Berjuang Lewat Jalur Hukum
Nani lahir pada 15 Agustus 1918 di Semarang. Keluarganya kelas menengah melek pendidikan. Ayah-ibunya mendukung penuh keinginan Nani untuk kuliah di Rechtshogeshool (Fakultas Hukum), Batavia pada 1937.
Nani termasuk mahasiswa pandai dan aktif hingga diminta Prof. Supomo untuk jadi asistennya. Nani juga ikut membantu Maria Ullfah dalam dalam Biro Konsultasi yang dibuat Kongres Perempuan Indonesia (KPI). Biro ini bertugas mengadvokasi perempuan yang memiliki masalah dengan suaminya. Di sinilah Nani belajar banyak dari Maria Ullfah tentang ilmu hukum, khususnya hukum perkawinan yang memihak nasib perempuan.
Di Biro ini pula Nani semakin tahu kasus-kasus dalam perkawinan, seperti perempuan yang dipoligami sewenang-wenang, diceraikan tak lama setelah kawin untuk alasan suami kabur lalu menikah dengan perempuan baru, dan ditipu lelaki yang mengaku bujang padahal beristri. Ada juga seorang perempuan yang datang padanya dalam kondisi hamil sementara si lelaki kabur. Dari penuturan si perempuan, pasangannya berjanji akan menikahi tapi malah menghilang setelah mengetahui dirinya hamil.
Beragam kasus yang menimpa para perempuan semakin membuka mata Nani bahwa posisi perempuan dalam pernikahan masih amat tertindas. Perempuan dirugikan oleh sistem budaya patriarkis, beberapa jenis lelaki yang suka melukai, dan hukum yang tidak memadai. Undang-undang perkawinan yang dapat melindungi perempuan dalam perkawinan belum ada. Hal inilah yang menjadi perhatian Nani.
Nani lulus saat penjajahan Jepang dimulai. Dia lalu bekerja di Sihoobu, yang setelah merdeka berubah menjadi Departemen Kehakiman. Pada masa revolusi, Nani menjadi sekretaris untuk delegasi Indonesia dalam perundingan dengan Komisi Tiga Negara (KTN) di Kaliurang, Yogyakarta.

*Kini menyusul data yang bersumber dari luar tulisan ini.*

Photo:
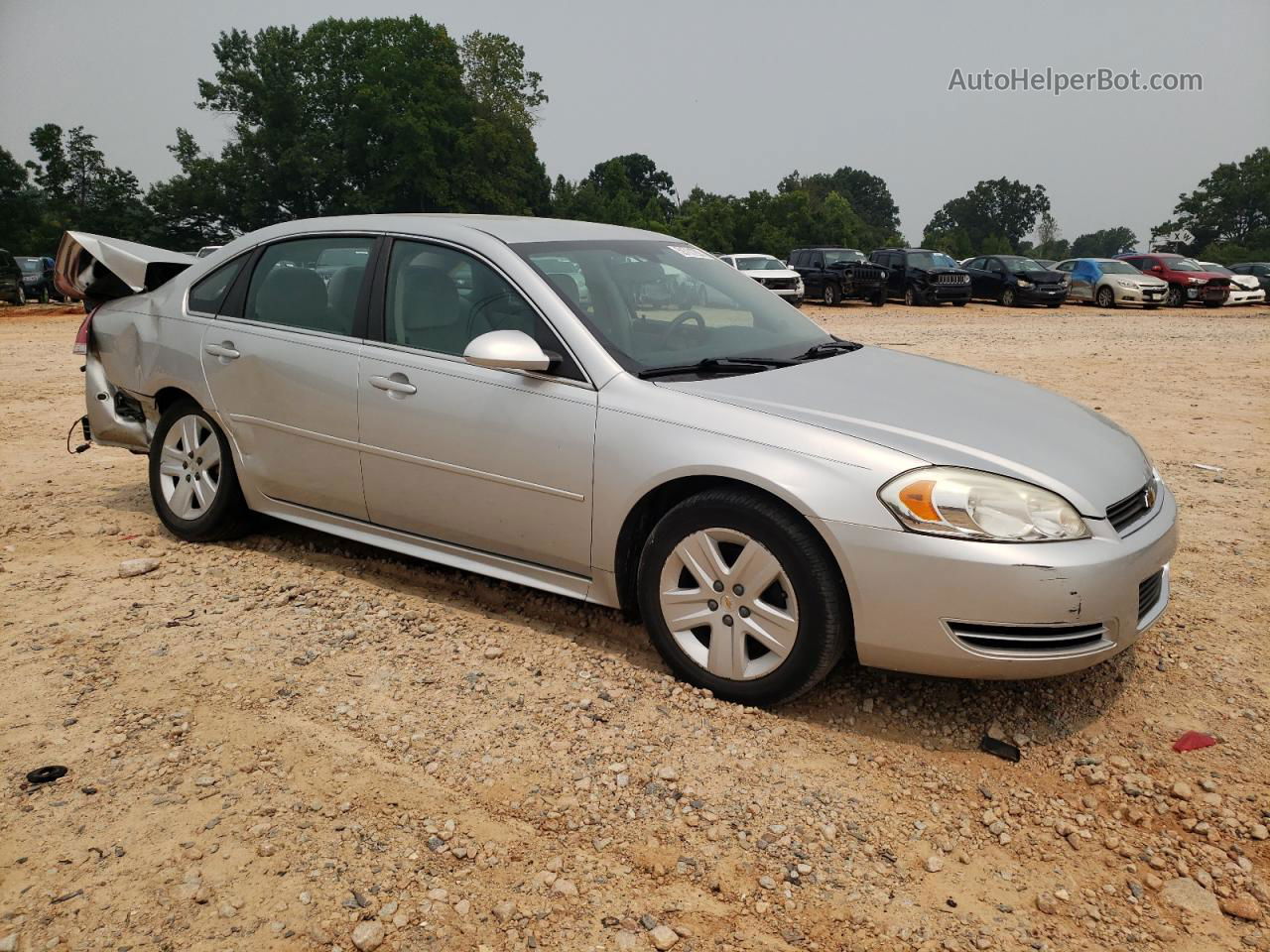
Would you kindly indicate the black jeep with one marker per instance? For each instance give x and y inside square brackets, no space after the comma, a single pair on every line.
[924,277]
[830,275]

Setelah segala urusan penjajahan selesai tahun 1950-an, Nani kembali aktif dalam organisasi perempuan, seperti Ikatan Sarjana Wanita Indonesia (Iswi), KPI, dan Persatuan Wanita Republik Indonesia (Perwari). Nani terus mengupayakan agar kedudukan dan nasib perempuan lebih terjamin dan aman dalam pernikahan. Nani akif dalam Badan Penasehat Perkawinan dan Perceraian (BP4). “BP4 sangat penting dalam usaha mendapat UU Perkawinan yang saat itu masih berupa impian,” kata Nani.
Nani juga menjadi sekretaris komite Nikah Talak Rujuk (NTR) bersama para tokoh perempuan, seperti Maria Ullfah dan Sujatin Kartowijono. Menurut Saskia Eleonora Wieringa dalam Penghancuran Gerakan perempuan di Indonesia, komisi NTR dibentuk untuk merumuskan undang-undang pernikahan yang adil. Tapi, ketika komisi NTR berunding tentang RUU Perkawinan, pemerintah mengeluarkan PP No. 19 tahun 1952 tentang Pemberian Pensiun pada Janda Pegawai Negeri. Itu artinya, istri pertama, kedua, dan ketiga akan menerima pensiun.

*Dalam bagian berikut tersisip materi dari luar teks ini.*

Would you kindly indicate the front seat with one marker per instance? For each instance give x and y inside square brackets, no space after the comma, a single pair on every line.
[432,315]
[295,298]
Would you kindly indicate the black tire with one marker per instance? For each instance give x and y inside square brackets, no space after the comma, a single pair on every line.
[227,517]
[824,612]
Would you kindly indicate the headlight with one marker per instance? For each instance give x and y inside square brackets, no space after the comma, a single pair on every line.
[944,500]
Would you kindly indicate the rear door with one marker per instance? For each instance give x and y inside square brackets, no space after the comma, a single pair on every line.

PP itu segera menuai penententangan dari para perempuan. Mendekati Hari Ibu 1953, Nani ikut menggerakkan demonstrasi pada 17 Desember, yang menuntut UU Perkawinan segera dikeluarkan dan penghapusan PP No. 19.
Penolakan para perempuan terletak pada pemberian pensiun pada seluruh istri pegawai yang berarti pengakuan negara pada praktik poligami. Pemerintah secara tidak langsung mendukung praktik itu. Demonstrasi ini diterima presiden. Nani menjadi salah satu orang bertemu dengan Sukarno dan Fatmawati.

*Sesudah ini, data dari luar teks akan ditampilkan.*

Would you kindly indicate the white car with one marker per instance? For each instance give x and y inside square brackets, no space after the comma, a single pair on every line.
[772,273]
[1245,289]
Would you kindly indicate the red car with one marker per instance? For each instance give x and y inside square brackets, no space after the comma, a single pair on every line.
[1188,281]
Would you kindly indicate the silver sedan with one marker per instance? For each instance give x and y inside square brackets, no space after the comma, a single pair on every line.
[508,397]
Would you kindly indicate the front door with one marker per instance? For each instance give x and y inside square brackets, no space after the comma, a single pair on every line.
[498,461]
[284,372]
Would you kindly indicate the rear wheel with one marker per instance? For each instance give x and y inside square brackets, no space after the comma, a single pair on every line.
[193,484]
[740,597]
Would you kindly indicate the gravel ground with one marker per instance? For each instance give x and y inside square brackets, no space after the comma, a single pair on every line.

Pada 1959, Nani memperoleh beasiswa Elin Wagner dari Swedia. Kesempatan itu dimanfaatkannya betul untuk meneliti kedudukan perempuan hingga 1950-an. Nani banyak menulis tentang hukum positif dan hukum adat yang berkaitan dengan perempuan. Dia menjadi salah satu pionir dalam penelitian hukum pernikahan perempuan yang kemudian diterbitkan. Lewat tulisan dan advokasinya, Nani menjadi teman dan pembela para perempuan yang terluka.